Car manufacturers are starting to become aggregators of flexibility, helping grid operators balance the power system by using car batteries and smart charging systems.
But some power grid operators fear that the uptake of EVs could happen much faster than predicted – and potentially all at once – posing serious network management challenges.
Electric vehicles remain a fraction of UK car sales, currently around 2% of new registrations. But sales are rising, battery costs are falling, range is improving and manufacturers and governments are making clear their intent.
Predictions of cost parity with fossil-fuelled cars put the tipping point somewhere in the mid 2020s. But it is notoriously difficult to gauge the pace of change.
“That’s what keeps me awake at night,” said Alan Collinson, engineering specialist at Scottish Power Energy Networks.
“It might be all or nothing, suddenly somebody hits the on button and we go from 100,000 [EVs] to millions almost overnight.
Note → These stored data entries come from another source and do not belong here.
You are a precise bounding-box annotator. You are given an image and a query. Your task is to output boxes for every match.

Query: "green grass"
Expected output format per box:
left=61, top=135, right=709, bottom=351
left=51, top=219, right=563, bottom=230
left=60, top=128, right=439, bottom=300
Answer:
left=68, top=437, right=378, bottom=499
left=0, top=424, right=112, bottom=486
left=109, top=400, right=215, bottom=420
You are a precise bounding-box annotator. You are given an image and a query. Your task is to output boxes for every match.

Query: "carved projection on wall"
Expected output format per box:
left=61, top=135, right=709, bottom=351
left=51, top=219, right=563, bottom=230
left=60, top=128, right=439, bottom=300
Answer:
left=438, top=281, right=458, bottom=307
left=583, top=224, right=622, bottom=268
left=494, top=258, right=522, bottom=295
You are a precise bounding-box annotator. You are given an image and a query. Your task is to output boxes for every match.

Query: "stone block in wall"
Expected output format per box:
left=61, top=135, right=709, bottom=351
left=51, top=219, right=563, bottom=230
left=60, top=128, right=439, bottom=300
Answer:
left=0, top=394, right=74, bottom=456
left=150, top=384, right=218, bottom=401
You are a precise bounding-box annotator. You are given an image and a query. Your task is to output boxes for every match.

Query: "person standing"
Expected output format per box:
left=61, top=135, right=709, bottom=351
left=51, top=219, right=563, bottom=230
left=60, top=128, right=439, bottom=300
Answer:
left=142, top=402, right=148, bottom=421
Are we going to be ready for that?”
The network, along with other distribution network operators (DNOs), is conducting trials under Ofgem’s innovation allowances to try to work out optimal ways of managing increasing demands on local networks.
But, said Collinson, “within trials you have a controlled environment, you can fix things. In a live environment, you only have one opportunity to get it right. That is what keeps me awake at night”.
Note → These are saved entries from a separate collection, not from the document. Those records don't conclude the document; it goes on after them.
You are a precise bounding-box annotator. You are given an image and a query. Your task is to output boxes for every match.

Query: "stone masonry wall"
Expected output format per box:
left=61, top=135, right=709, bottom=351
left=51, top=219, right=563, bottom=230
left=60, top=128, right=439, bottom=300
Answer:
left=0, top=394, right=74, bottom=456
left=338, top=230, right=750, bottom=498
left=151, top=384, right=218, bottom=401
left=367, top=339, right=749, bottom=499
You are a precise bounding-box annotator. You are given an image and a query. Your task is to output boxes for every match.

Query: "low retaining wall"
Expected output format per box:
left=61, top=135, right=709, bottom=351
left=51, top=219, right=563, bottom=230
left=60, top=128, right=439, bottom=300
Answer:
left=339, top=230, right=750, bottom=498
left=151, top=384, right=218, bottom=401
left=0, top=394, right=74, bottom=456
Taking part in a panel session at Western Power Distribution’s Future Networks conference, Collinson said the impact of EVs on evening peak demand was the primary challenge.
While other conference speakers dismissed as wide of the mark mainstream press stories around ‘not being able to charge cars while boiling a kettle‘, or ‘20 new nuclear power stations needed to charge EVs’, Collinson said it was important to set “principles” around charging from the get go.
“What concerns us most is the tea time peak,” he said. “[Failure to manage that] runs the risk of building more network, because copper is copper [with finite capacity].
“The practicalities of digging up residential streets to upgrade low voltage networks on a wide scale is pretty unthinkable. So development of the smart grid is essential,” said Collinson.
“But there is spare capacity in the network, so an EV looks ideal if it is being charged after the tea time peak.”
Some level of co-ordination and control of charging is therefore necessary. “Not necessarily direct control and not intrusive; almost imperceptible from a customer’s perspective”, said Collinson.
“But you have to set that principle because trying to fix the problem retrospectively will be very difficult,” he added.
“As time goes on, we can understand how that will happen. We can learn a lot from trials, but [those lessons are] not necessarily applicable to a wholesale rollout.”
Western Power Distribution’s Nigel Turvey suggested carmakers or other third parties may be those that engage with EV owners around smart charging as well as other services.
He pointed to the recent Nissan-Ovo partnership around home batteries and vehicle-to-grid (V2G) services, which will use EVs to balance the grid and share revenue with owners.
Nissan has already made clear it is no longer just a car company, but an energy services company. The company’s trials with Leaf vehicles in Denmark suggest EV owners can earn €1,300 per year by using car batteries to balance the grid.
“You can see car companies acting effectively as aggregators and being that trusted party that people engage with,” said Turvey, though he added that DNOs, not traditionally customer-facing, must also “step up” engagement with customers.
Speaking on the same panel session, Nick Brooks, head of energy at the Office for Low Emission Vehicles (Olev), said that the Automated and Electric Vehicles Bill, due to be implemented after party conferences, will ensure future EV charge points are smart and therefore controllable.
While that will enable network constraint management, Brooks said industry and policymakers “shouldn’t shy away from the fact that EVs require power”.
“We can shift charging to off peak, however EVs will require some investment in our electricity system,” he said.
“But that is offset by reduction in spend on fossil fuels. So consumers as whole should be making quite a big saving.”